Ciò, in particolare, perché la valutazione circa la “mediabilità” della controversia risulta già effettuata dal giudice stesso con il provvedimento medesimo, nel quale, tra l’altro, viene articolata una proposta ai sensi dell’art. 185 – bis c.p.c., disponendosi contestualmente la mediazione delegata ex art. 5, co. 2, D.lgs 28/2010, per l’ipotesi in cui le parti ritengano di non aderire alla soluzione prospettata dal Tribunale (ovvero di svilupparla autonomamente in mediazione).
L’ordinanza in parola, dunque, appare di notevole interesse in quanto tende a compendiare due distinti orientamenti, peraltro tra loro pienamente complementari, radicatisi in giurisprudenza all’indomani dell’entrata in vigore della legge 98/2013.
Innanzitutto, sotto un profilo di principio.
La mediazione disposta dal giudice ai sensi del novellato art. 5, co. 2, D.lgs 28/2010 costituisce, come è noto, condizione di procedibilità della domanda giudiziale.
Ai fini dell’avverarsi di detta condizione, secondo la giurisprudenza sviluppatasi a seguito delle ordinanze 17 e 19 marzo 2014 del Tribunale di Firenze, al cui retroterra il presente provvedimento mostra di aderire pienamente, occorre che il tentativo di mediazione sia effettivo e che le parti partecipino personalmente allo stesso, salvo ipotesi eccezionali, non risultando in ogni caso sufficiente la presenza dinanzi al mediatore dei soli avvocati che le assistono.
L’assenza della parte determinerebbe conseguenze rilevanti sulla natura stessa del tentativo di mediazione che, in quanto tale, dovrebbe dipanarsi in modo tale da consentire agli interessati di assurgere quanto più possibile al ruolo di autentici protagonisti della vicenda (auspicabilmente) destinata a favorire il recupero del rapporto tra le parti, anticamera di ogni ipotesi di conciliazione. Una trattativa svolta dai soli avvocati potrebbe anche portare ad un esito fruttuoso, ma non rappresenterebbe una mediazione vera e propria, assumendo piuttosto le sembianze di una mera transazione, in quanto tale ispirata alla (diversa) logica delle reciproche rinunce.
D’altra parte, però, la presenza personale delle parti a nulla gioverebbe, se calata all’interno di una vuota formalità mirante unicamente all’ottenimento di un verbale negativo, senza alcun tentativo concreto di soluzione stragiudiziale.

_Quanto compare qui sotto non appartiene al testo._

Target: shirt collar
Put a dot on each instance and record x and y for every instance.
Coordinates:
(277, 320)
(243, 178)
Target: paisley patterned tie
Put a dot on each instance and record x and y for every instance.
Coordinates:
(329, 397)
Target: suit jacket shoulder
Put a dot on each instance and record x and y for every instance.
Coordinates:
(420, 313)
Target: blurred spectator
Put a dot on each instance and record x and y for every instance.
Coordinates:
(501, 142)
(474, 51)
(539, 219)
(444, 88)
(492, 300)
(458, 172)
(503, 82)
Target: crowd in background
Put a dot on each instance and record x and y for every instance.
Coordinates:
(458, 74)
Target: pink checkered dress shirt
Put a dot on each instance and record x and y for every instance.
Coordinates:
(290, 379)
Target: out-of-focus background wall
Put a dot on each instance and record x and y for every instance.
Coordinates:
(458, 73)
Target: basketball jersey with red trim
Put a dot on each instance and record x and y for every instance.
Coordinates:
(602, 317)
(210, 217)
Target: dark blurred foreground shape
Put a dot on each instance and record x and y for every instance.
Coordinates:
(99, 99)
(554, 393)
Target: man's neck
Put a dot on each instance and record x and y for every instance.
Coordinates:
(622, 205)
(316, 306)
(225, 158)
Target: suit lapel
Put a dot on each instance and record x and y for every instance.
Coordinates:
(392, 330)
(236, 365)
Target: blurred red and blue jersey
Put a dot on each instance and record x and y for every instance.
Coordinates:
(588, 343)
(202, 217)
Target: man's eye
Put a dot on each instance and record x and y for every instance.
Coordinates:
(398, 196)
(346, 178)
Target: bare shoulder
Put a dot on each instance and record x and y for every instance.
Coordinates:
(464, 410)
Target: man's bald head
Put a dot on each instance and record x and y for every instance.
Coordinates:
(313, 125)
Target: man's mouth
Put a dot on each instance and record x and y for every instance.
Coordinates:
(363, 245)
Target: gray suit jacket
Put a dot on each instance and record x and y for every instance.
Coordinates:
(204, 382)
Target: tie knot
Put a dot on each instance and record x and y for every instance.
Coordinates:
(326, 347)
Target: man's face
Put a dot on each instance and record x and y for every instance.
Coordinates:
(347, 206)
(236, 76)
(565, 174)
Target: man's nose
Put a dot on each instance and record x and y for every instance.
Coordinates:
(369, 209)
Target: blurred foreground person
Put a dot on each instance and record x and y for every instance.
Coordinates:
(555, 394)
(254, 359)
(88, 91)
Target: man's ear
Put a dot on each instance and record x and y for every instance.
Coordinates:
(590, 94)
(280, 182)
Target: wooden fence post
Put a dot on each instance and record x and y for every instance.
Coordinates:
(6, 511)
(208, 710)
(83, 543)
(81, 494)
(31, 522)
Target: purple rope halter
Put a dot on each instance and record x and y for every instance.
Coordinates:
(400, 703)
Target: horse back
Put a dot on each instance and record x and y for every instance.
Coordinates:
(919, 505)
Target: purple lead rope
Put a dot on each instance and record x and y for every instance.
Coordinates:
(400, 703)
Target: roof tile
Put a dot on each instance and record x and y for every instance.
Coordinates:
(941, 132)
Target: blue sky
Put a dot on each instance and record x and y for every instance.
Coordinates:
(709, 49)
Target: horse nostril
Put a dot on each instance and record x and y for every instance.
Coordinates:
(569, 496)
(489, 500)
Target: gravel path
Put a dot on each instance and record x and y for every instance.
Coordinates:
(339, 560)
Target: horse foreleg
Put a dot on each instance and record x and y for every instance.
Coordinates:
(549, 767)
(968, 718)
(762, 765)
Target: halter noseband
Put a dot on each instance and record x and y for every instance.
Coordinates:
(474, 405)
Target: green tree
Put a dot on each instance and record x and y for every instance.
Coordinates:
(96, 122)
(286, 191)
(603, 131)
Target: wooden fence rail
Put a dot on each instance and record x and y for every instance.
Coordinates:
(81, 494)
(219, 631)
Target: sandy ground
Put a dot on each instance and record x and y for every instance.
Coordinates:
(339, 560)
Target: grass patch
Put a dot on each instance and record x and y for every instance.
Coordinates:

Secondo la giurisprudenza citata, infatti, la mediazione disposta dal giudice deve essere intesa alla stregua di un tentativo di mediazione effettivamente avviato, ossia di un tavolo nel quale le parti, anziché limitarsi ad incontrarsi ed informarsi, per poi non aderire alla proposta del mediatore di procedere, adempiano effettivamente all’ordine del giudice, partecipando alla vera e propria procedura propedeutica ad una eventuale conciliazione, salvo, naturalmente, l’emergere di questioni pregiudiziali (di natura – pertanto – oggettiva) ostative al suo svolgimento.
Nella mediazione delegata dal giudice non può che essere quest’ultimo a valutare, secondo i parametri legali, i margini di componibilità stragiudiziale della controversia, con conseguente ridimensionamento della funzione del primo incontro di mediazione di cui all’art. 8, co. 1, D.lgs 28/2010, tanto più in un’ottica quale quella post riforma per la quale la mediazione è “disposta” (rectius: ordinata) dal giudice, il quale non si limita più, pertanto, a rivolgere un mero invito alle parti, ma esercita un potere affidatogli dalla legge la cui conseguenza immediata è di condizionare la procedibilità del giudizio pendente dinanzi a sé.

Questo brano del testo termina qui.